Dosimetric Impact of Direct CBCT-Based Dose Calculation Using the Ethos Hypersight Imaging System
Abstract
Purpose
The purpose of this study was to characterize the dosimetric consequences of direct CBCT dose calculation for abdominal stereotactic adaptive radiotherapy by comparing dose distributions calculated on simulation CT (simCT) versus HyperSight CBCT (HsCBCT). Emphasis was placed on quantifying direct dose discrepancies attributable to CBCT image artifacts and, HU accuracy in the largest cohort studied in literature to date.
Methods
Twenty abdominal cancer patients treated on Ethos 2.0 were evaluated, with five adaptive plans per patient calculated on HsCBCT. HUmean and Artifact Index(AI) were assessed in artifact and non-artifact regions.

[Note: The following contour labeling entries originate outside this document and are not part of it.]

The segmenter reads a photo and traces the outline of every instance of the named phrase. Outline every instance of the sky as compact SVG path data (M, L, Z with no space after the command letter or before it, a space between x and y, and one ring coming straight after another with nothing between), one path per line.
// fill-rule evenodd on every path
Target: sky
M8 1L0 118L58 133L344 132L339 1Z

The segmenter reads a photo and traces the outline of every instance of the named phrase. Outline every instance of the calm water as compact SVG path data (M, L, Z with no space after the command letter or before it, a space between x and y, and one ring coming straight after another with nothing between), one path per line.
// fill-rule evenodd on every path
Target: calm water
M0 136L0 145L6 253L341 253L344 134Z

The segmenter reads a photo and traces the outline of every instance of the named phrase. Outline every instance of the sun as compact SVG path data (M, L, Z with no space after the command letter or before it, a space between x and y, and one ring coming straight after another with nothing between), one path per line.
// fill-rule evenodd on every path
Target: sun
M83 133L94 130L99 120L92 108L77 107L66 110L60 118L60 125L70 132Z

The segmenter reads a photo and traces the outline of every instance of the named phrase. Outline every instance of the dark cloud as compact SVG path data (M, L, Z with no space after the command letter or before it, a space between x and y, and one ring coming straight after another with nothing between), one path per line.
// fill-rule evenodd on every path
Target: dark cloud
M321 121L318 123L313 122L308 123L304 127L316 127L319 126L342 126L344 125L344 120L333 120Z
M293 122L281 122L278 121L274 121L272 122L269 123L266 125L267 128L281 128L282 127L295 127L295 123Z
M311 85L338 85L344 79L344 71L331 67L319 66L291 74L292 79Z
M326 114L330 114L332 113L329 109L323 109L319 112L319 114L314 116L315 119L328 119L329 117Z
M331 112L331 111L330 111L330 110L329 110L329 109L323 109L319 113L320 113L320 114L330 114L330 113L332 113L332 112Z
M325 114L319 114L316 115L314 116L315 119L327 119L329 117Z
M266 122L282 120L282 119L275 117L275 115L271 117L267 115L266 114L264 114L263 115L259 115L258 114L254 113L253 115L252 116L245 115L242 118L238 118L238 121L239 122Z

HsCBCT images were target-registered to simCT, adaptive plans were transferred, and doses were recalculated on simCT. Target dose–volume histogram (DVH) metrics were compared using equivalence testing(ET) (±3%, 95% confidence intervals). Dose agreement was evaluated using 3D gamma analysis (1%/1mm, 10% threshold).
Results
Artifact regions exhibited notable HUmean and AI differences with median values of 22.3(IQR:3.1-37.6) and 12.8(IQR:-32.3, 118.1), respectively. Moreover, ET demonstrated that AI is not clinically equivalent. However, PTV D98%, D50%, D2%, and D0.1cc calculated via ET displayed ±1.5% difference which indicates HU variability will not translate into clinically meaningful dose discrepancies. This is further supported by ±2.6% difference for External V33Gy and Dmean of artifact regions confirming the absence of clinically significant dosimetric differences across 200 plans. Gamma analysis yielded an average pass rate >95% , confirming dosimetric robustness despite HU variation.
Conclusion
Direct dose calculation on HyperSight CBCT demonstrated dosimetric equivalence to simCT-based calculations, with no clinically significant impact on dose distribution. These findings in a large cohort dataset indicate that HsCBCT imaging is suitable for accurate dose calculation, even in settings of high bowel gas artifact, in Ethos adaptive radiotherapy workflows.